History

Great Britain
- Name: HMS Defiance
- Builder: Phineas Pett II, Chatham Dockyard
- Launched: 1675
- Fate: Broken up, 1749

General characteristics as built
- Class & type: 64-gun third rate ship of the line
- Tons burthen: 890 tons
- Length: 117 ft (36 m) (keel)
- Beam: 37 ft 10 in (11.53 m)
- Depth of hold: 15 ft 10 in (4.83 m)
- Propulsion: Sails
- Sail plan: Full-rigged ship
- Armament: 64 guns of various weights of shot

General characteristics after 1695 rebuild
- Class & type: 64-gun third rate ship of the line
- Tons burthen: 902 tons
- Length: 143 ft 10 in (43.84 m) (gundeck)
- Beam: 37 ft 11 in (11.56 m)
- Depth of hold: 15 ft 8 in (4.78 m)
- Propulsion: Sails
- Sail plan: Full-rigged ship
- Armament: 64 guns of various weights of shot

General characteristics after 1707 rebuild
- Class & type: 66-gun third rate ship of the line
- Tons burthen: 949 tons
- Length: 146 ft 3+1⁄2 in (44.6 m) (gundeck)
- Beam: 38 ft 6 in (11.73 m)
- Depth of hold: 15 ft 9+1⁄2 in (4.8 m)
- Propulsion: Sails
- Sail plan: Full-rigged ship
- Armament: 66 guns of various weights of shot

= HMS Defiance (1675) =

Ship of the line of the Royal Navy

HMS Defiance was a 64-gun third rate ship of the line of the Royal Navy, built by Phineas Pett II at Chatham Dockyard, and launched in 1675.

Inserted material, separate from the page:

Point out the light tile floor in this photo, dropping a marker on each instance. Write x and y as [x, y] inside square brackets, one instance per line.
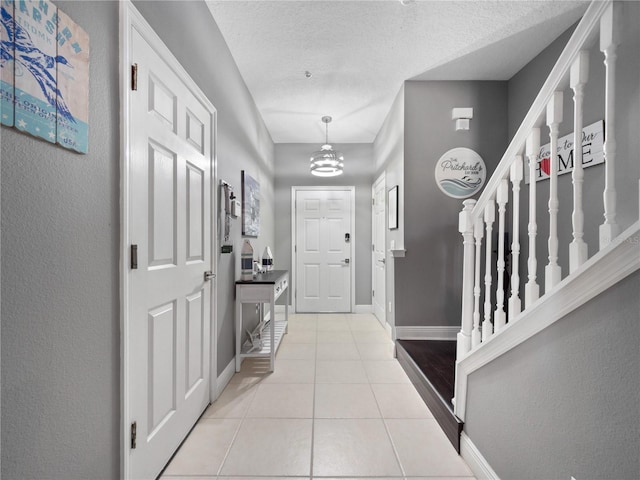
[337, 406]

In the summer of 1678, Defiance was under the command of John Ernle.

She was rebuilt at Woolwich Dockyard in 1695, again as a 64-gun ship.

Defiance was part of a squadron under Vice-Admiral John Benbow in August 1702. In an action between Benbow's squadron and the squadron of the French Admiral Jean du Casse, Defiance under Captain Richard Kirkby was one of the ships that refused to engage. Along with , Defiance bore away from the French squadron after only two or three broadsides, and stood out of range. At his court-martial, Captain Kirkby was convicted of cowardice and sentenced to be shot.

In 1707, she was rebuilt for a second time, relaunching from Deptford Dockyard as a 66-gun third rate.

Defiance was reduced to a fourth rate in 1716.

On 30 August 1739, command of her was given to Captain John Trevor.

She was hulked in 1743 and was broken up in 1749.